The Administration does not like the law so it is spending virtually nothing until July to implement its requirements. And the new budget plans to spend $7 million for the following year, that is less than one-fifth authorized by Congress. The new law would also save motorists additional millions by setting up systems to inform consumers about the comparative costs of repairing cars and prohibiting fake odometer readings before resales. But it would also infuriate the auto industry. The White House chose to coddle those corporations.
With the ending of Phase Two, the President’s associates, such as Treasury Secretary George Shultz, have been emphasizing the need for special attention to antitrust enforcement against price-fixing and other consumer gouging practices. The new budget does otherwise. It left the Antitrust Division of the Justice Department and the Federal Trade Commission virtually unchanged at their current tiny levels. Tripling the staff and beefing up enforcement would help competition and keep consumer prices lower by billions of dollars. One recent FTC study estimated price reductions of about 25 percent in concentrated industries such as soaps, breakfast cereals, copper, steel, and autos once they were broken up into more competitive units. President Nixon was not interested in a more competitive economy.
The overall budget seethes with hypocrisy. It was sent to Congress on a cloud of rhetoric about frugality and fiscal integrity. Little was said that the huge anticipated deficit (some $12 billion) could have been avoided if President Nixon applied his principles of self-reliance to corporations which are now on the public dole.
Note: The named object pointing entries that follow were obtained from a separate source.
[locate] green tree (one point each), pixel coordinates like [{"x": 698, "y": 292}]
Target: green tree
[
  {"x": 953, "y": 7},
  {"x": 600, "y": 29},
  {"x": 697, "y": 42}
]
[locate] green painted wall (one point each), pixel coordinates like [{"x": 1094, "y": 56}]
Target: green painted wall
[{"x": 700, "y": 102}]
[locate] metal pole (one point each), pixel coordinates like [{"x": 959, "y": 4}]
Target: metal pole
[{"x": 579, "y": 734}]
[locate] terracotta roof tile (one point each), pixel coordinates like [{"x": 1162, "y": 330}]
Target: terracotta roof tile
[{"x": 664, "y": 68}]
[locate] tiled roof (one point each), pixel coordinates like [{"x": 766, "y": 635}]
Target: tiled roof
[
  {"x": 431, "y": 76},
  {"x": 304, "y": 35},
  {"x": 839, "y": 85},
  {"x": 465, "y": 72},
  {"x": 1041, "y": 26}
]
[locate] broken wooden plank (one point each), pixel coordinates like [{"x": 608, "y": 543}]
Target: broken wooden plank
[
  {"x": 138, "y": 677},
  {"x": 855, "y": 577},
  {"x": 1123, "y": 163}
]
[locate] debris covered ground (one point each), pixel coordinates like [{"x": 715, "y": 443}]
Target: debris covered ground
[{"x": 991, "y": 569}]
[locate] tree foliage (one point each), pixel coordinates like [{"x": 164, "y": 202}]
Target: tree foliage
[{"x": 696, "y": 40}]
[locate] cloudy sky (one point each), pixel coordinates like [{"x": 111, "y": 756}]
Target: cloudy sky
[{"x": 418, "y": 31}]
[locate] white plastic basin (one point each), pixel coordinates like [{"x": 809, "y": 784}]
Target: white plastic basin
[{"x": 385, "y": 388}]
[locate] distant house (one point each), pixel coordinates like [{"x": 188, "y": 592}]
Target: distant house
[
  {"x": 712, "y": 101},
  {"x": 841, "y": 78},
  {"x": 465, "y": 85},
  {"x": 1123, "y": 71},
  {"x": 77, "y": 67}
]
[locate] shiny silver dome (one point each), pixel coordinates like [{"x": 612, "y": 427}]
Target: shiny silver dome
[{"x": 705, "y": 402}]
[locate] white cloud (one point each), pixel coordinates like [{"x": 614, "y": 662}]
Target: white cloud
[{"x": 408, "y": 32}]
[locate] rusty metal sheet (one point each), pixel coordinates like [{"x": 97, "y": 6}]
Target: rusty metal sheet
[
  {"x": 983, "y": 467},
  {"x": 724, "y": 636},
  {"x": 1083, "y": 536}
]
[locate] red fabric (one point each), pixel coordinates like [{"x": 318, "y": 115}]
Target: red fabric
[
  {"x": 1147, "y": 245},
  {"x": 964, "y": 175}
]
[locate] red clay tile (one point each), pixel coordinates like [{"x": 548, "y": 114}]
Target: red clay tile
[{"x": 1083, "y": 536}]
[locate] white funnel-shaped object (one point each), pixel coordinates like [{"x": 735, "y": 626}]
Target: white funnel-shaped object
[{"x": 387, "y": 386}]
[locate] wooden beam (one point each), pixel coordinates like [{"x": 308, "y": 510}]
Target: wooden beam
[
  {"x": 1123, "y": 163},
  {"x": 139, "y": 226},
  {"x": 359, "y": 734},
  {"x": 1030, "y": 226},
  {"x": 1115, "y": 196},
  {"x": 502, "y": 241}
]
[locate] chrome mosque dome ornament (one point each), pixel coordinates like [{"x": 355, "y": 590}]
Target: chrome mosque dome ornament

He could have started with $19 billion in corporate welfare payments composed of government subsidies, wasteful procurement practices and tax privileges. Special beneficiaries of such taxpayer largesse include the defense, drug, oil and maritime industries.
Not only does the budget help make the poor, poorer and the rich, richer; it offers no new solutions or directions toward solving the country’s problems. For $268.7 billion and a legion of laws, the taxpayers deserve more.
We’ve only got one federal government and one big budget. We’ve got to make them
both work better and more efficiently for all the people and for all levels of government. This country has more problems than it deserves but it also has many more solutions than it uses. A political leadership is needed that adopts new ideas, releases new energies, and encourages citizen opportunities to tackle injustices. Citizens need to hold a very reluctant Mr. Nixon up to these expectations. Otherwise, he may landslide America.